# no pedal when the engine is running



## Undertaker4 (Sep 14, 2010)

so ive been doing some looking around in the brakes tech forum, and im not really seeing anything that can be related to what is wrong with my car, i have a 01 GTI VR6, i recently took off the rear caliper to see if the piston was frozen, and its not, so i then decided to shove the cylinder back into the caliper, it wouldnt retract, only spin, so i took the e-brake cable off, and the brakes hose, the cylinder then went back in, so i did the same process on the other rear caliper. after they were both installed i then pumped the brakes to push the cylinder up against them pads, started the engine to see if they would work, they dont so i bleed all 4 brakes in proper order, still no pedal when the engine starts up, but with the engine off i have a very firm pedal, just not with it running. now ive made sure there is no air in my lines, my fluid is topped off, all air hoses are connected properly, there are no leaks from any of the hoses. thanks in advance for the help


----------



## Undertaker4 (Sep 14, 2010)

bump anyone? this is still a problem


----------



## germancarnut51 (Mar 23, 2008)

If you pushed the pistons back into the rear calipers without using a piston retracting tool (which rotates and presses the pistons at the same time to retract them into the calipers), you have destroyed the self adjusting mechanisms in the rear brake calipers. Since the rear brakes would no-longer self-adjust to close the rotor to brake pad gap, the rear brakes would no longer function, and you would end up with no brakes at all. The only cure would be replacement of both rear brake calipers.

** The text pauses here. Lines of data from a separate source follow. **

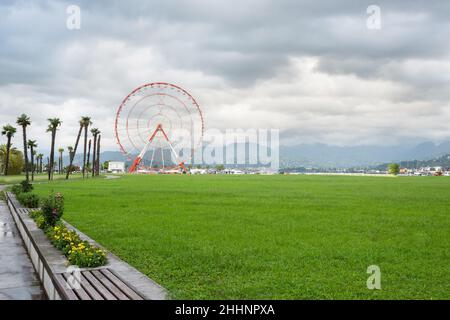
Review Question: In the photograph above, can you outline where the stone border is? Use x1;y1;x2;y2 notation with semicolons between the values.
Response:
5;192;168;300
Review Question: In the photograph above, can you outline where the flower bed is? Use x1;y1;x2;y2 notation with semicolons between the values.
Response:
12;183;107;268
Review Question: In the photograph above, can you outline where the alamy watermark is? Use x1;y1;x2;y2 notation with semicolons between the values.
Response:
150;129;280;171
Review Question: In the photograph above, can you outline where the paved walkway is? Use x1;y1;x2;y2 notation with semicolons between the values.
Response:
0;186;46;300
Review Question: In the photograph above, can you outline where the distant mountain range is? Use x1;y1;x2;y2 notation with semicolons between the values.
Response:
64;141;450;168
374;154;450;170
280;141;450;168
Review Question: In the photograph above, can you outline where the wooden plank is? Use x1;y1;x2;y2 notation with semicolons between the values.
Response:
100;269;144;300
92;270;130;300
81;271;105;300
83;271;117;300
55;274;79;300
63;273;92;300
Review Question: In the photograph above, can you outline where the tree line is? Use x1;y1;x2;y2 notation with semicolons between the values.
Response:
0;114;101;181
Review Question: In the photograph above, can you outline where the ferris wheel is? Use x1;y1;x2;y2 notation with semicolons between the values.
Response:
115;82;204;173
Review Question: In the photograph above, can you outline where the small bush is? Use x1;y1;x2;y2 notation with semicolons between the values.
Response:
11;180;33;196
11;184;22;196
20;180;33;192
30;210;47;229
16;192;39;208
41;193;64;226
30;193;107;268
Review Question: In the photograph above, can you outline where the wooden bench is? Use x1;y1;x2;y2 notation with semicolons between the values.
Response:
55;268;144;300
8;193;145;300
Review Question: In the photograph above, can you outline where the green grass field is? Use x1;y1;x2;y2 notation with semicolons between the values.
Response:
30;175;450;299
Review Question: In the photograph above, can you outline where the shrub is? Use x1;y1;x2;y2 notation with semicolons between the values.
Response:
11;184;22;196
41;193;64;226
46;223;106;268
20;180;33;192
11;180;33;196
29;210;47;229
67;242;106;268
30;193;107;268
16;192;39;208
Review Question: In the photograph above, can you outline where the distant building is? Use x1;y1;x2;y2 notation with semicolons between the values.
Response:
108;161;125;173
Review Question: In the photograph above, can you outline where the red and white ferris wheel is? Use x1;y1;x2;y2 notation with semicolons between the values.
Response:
115;82;204;173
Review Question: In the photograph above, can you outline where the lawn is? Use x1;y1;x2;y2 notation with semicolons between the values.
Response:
30;175;450;299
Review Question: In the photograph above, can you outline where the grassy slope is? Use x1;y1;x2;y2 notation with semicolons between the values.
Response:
32;176;450;299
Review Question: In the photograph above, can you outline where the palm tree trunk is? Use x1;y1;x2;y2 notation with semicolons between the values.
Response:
92;135;97;177
83;126;87;178
22;126;30;181
66;126;83;180
96;135;101;176
30;147;34;181
60;152;64;174
48;130;56;180
5;136;11;176
86;139;92;177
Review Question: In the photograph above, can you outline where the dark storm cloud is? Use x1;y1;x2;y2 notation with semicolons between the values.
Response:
0;0;450;145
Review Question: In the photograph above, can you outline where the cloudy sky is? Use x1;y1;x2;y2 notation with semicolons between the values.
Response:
0;0;450;150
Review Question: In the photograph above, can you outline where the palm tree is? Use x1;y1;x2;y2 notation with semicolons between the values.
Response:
17;114;31;181
66;117;90;180
80;117;92;178
2;124;16;176
28;140;37;181
47;118;61;180
91;128;100;176
58;148;64;174
86;139;92;177
37;153;44;173
96;134;102;176
67;146;73;174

If this is not what you did, post another message explaining exactly what you did, and maybe someone can help you.


----------



## Undertaker4 (Sep 14, 2010)

so i got a new Master Cylinder, bench bled it, then installed the MC tightened up all the bolts and fittings, then bleed all 4 wheels starting with the one furthest from the MC, started it up, pumped the pedal, still no sufficient pedal, looked underneath the car while pumping the brakes, no sign of leaking fluid, and advice would be greatly appreciated


----------



## GTijoejoe (Oct 6, 2001)

germancarnut51 said:


> If you pushed the pistons back into the rear calipers without using a piston retracting tool (which rotates and presses the pistons at the same time to retract them into the calipers), you have destroyed the self adjusting mechanisms in the rear brake calipers. Since the rear brakes would no-longer self-adjust to close the rotor to brake pad gap, the rear brakes would no longer function, and you would end up with no brakes at all. The only cure would be replacement of both rear brake calipers.
> 
> If this is not what you did, post another message explaining exactly what you did, and maybe someone can help you.


If this were true, than the pistons would still be frozen and the pedal would be rock hard from no fluid consumption of the RR calipers.
Normally the self adjusting mechanism is a power screw, easily scews out when fluid pressure builds and binds when trying to push it in without scewing.

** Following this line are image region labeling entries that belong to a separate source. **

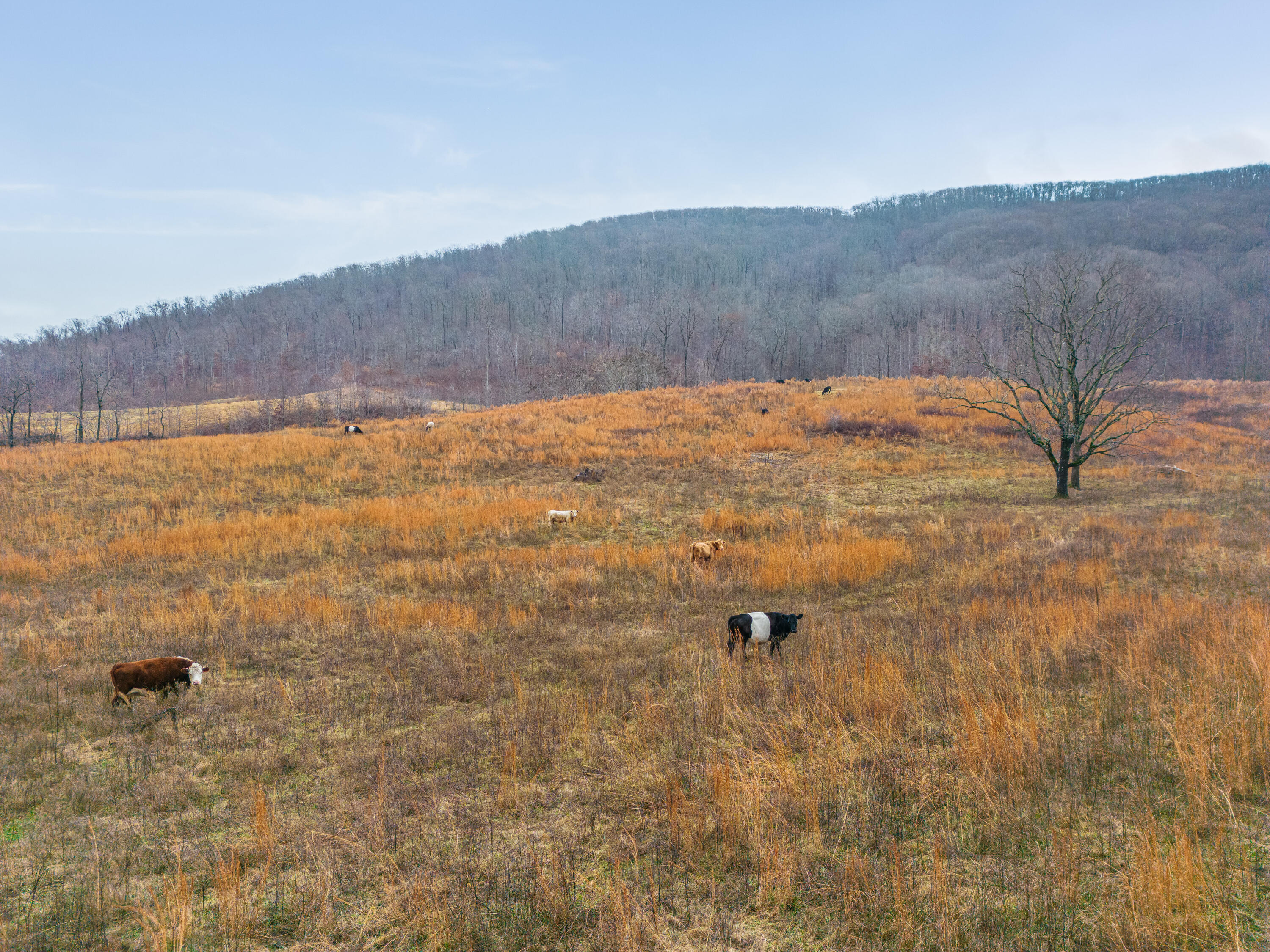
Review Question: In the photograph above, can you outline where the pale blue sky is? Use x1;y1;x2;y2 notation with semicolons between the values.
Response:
0;0;1270;335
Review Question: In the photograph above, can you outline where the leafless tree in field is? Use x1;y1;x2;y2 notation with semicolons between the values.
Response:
942;254;1171;499
0;364;30;447
93;354;117;443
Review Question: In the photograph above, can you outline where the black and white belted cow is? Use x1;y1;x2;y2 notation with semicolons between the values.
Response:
728;612;803;661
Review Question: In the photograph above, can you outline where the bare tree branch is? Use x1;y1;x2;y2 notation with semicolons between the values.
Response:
941;254;1171;499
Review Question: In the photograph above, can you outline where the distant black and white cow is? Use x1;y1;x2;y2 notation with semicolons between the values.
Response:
728;612;803;660
110;655;212;707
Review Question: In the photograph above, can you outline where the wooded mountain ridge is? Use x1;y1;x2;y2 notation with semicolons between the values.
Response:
0;165;1270;432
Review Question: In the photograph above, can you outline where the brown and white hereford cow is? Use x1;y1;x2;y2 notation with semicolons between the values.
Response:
691;538;723;562
110;656;212;707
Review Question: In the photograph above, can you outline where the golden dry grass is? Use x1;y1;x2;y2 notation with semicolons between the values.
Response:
0;380;1270;949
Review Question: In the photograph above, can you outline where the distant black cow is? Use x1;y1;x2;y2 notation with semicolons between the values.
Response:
110;656;212;707
728;612;803;661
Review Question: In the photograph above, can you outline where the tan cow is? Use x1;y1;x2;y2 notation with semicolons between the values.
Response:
691;538;723;562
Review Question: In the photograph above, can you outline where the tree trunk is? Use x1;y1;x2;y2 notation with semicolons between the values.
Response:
1054;437;1072;499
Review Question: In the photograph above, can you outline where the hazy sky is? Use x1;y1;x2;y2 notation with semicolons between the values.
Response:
0;0;1270;335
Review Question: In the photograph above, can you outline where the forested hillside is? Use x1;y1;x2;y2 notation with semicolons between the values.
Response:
0;165;1270;432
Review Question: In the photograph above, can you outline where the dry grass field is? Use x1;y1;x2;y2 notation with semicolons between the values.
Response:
0;380;1270;952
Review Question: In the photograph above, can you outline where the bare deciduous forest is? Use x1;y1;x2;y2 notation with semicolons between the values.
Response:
0;165;1270;440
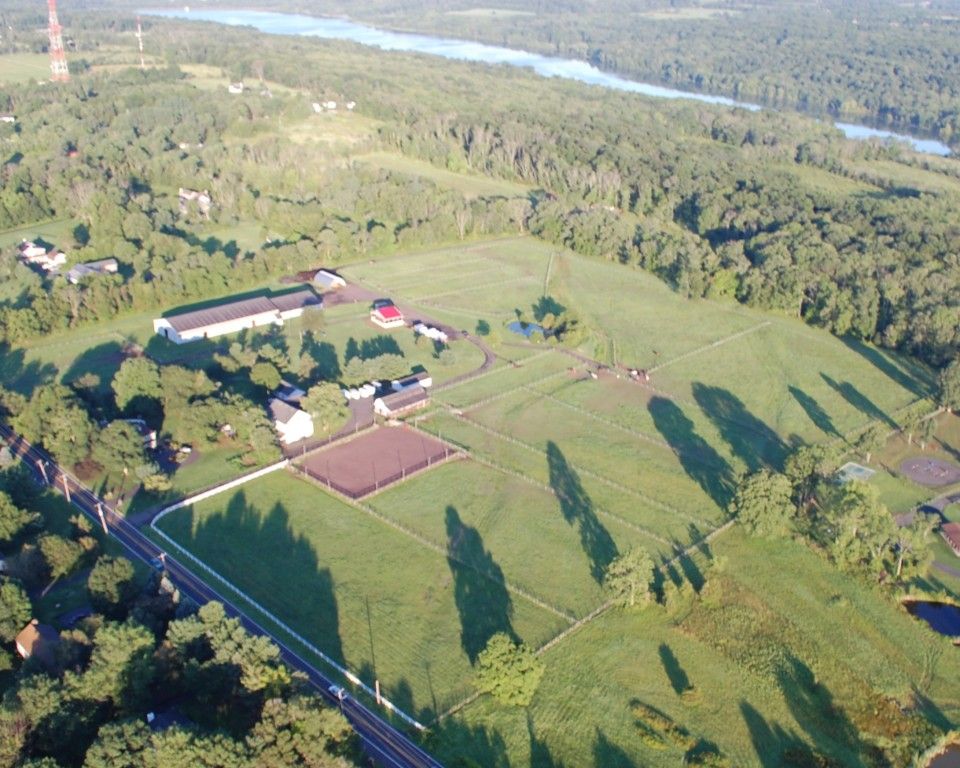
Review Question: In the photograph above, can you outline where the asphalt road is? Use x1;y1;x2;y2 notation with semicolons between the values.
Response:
0;425;443;768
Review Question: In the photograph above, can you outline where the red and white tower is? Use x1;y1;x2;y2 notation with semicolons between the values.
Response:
47;0;70;83
137;16;147;69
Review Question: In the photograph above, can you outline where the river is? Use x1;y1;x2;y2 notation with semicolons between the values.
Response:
150;9;950;156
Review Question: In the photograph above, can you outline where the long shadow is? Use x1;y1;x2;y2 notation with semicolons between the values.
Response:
301;331;340;381
647;397;735;509
593;728;637;768
547;440;617;584
188;491;344;664
820;373;900;429
527;712;564;768
659;643;693;696
446;507;519;664
840;336;936;397
693;382;787;472
787;384;841;437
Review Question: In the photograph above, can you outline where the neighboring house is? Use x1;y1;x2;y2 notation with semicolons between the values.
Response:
373;384;430;418
370;304;406;328
313;269;347;291
413;321;449;344
390;371;433;392
67;259;119;285
267;397;313;445
153;289;323;344
17;240;67;272
177;187;213;218
16;619;60;667
940;523;960;557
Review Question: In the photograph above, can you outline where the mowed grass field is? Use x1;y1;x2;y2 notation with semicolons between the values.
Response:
159;471;566;719
436;529;960;768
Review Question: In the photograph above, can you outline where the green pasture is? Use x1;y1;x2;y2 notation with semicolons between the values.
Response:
438;530;960;768
0;53;50;83
353;152;530;198
159;471;565;717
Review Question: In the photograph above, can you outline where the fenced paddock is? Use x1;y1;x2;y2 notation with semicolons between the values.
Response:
295;424;462;499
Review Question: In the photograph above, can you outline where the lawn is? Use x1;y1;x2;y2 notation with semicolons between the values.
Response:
153;472;566;718
0;53;50;83
437;532;960;768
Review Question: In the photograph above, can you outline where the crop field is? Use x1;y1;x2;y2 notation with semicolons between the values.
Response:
159;472;566;718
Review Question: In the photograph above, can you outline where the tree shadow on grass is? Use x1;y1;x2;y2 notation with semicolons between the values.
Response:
840;336;936;397
820;373;900;429
693;382;787;472
547;440;617;584
787;384;841;437
191;491;344;665
593;728;637;768
659;643;693;696
647;397;735;509
446;507;519;664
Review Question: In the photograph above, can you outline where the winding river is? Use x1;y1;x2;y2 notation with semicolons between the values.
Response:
145;9;950;156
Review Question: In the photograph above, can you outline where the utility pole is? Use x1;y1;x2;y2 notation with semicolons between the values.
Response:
47;0;70;83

To OP, you may need your modulator circulated and bleed with the rest of the system....


----------



## cuppie (May 4, 2005)

Seconded to that.
Since you opened up the top end of the brake system, you'll never get the ABS hydro unit bled by 'normal' means.
You'll need to either take the car to the dealer, or find a shop or friend who has a VAG-COM to bleed the brakes properly.

Before you do that, though, make sure that the slider pins on all of the calipers still, well, slide. A siezed slider pin will also cause a 'low' brake pedal (I say this because I've actually seen and fixed it.)
Once those are sorted (if needed), _then_ go get your brakes re-bled.


----------



## germancarnut51 (Mar 23, 2008)

Are your paking brake cables still good? The outer rubber sheath cracks and lets moisture in, which results in the cable seizing to the metal inner housing of the cable.

You can check the cable by going under the back of the car to check the position of the parking brake levers under the car (block up the wheels on the ground) with the parking brake engaged, and then with the parkimng brake off to see if both parking brake levers are moving.

If the parking brake levers are not moving, then there's a problem with the cables. The parking brake mechanism is used to adjust the rear brake pad clearance. If the parking brakes are working, then the rear brake pad clearance will be excessive, and both the front and rear brakes will not work correctly.

The parking brake mechanism (and self adjusting rear brake mechanism can be damaged by forcing the pistons into the calipers) which is why I asked how/what you used to retract the pistons into the calipers.


----------